Marx, in his Manifesto, sets out to destroy both, family and religion, by creating a false sense that in any society the Mother should be the Homeland and the Father is whomever is in power; thereby, taking away the person’s need for the family nucleus creating a false sense of security. The Obama administration is creating the same false sense of security as laid out by the Manifesto. We have not seen this administration do anything to create jobs, even something similar to FDR’s brigades during the 1930s, where minimal paying jobs were created to offset the effects of the Great Depression, where men and women could proudly sustain the every day needs of their particular family. Today, we see the government handing out anything and everything that they can in order to create grateful masses which in turn will create grateful voters. We se how this administration constantly advocates the mythical philosophy of taking from the rich and giving to the poor. They are over taxing the Middle American entrepreneur which, in turn, takes away the ability to create jobs, which, once again, creates a dependency, among the masses, on the existing government by offering welfare, food stamps, free healthcare and other freebies.
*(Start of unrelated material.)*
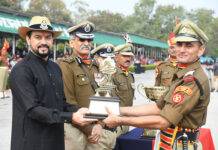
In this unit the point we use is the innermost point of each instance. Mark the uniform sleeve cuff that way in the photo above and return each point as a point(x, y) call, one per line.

As far as religion is concerned, the manifesto calls it, “the opium of the masses”. By this statement, the document seeks to instill a fear and hatred for all that is God-related. Humans are naturally inclined to seek that perfect being, that deity which is set apart from humanity; yet the manifesto, as well as the Obama administration, seek to destroy humanity’s natural instinct to reach out to their God by chiseling at the core of their existence, which is humanity itself. This administration is trying to accomplish its goals by forcing the Church to its knees when the institution is forced to abdicate their most basic teachings; the sanctity of human life.

You see, both religion and family are intrinsically intertwined, bringing a moral dimension to our society which has withstood the winds of time; but only because men and women, just like you and I, have stood firm in our belief in family and God, and not allowing this or any administration to destroy the essence of our being.

We have the right to work in order to sustain our families, we have the right to worship as we wish; we have been called upon by our God to offer of our first fruits to those in need, we also have the right to choose who we offer those fruits to. Our rights to be family by birth and by religious conviction are being trampled upon, let us raise our voices and let us be heard.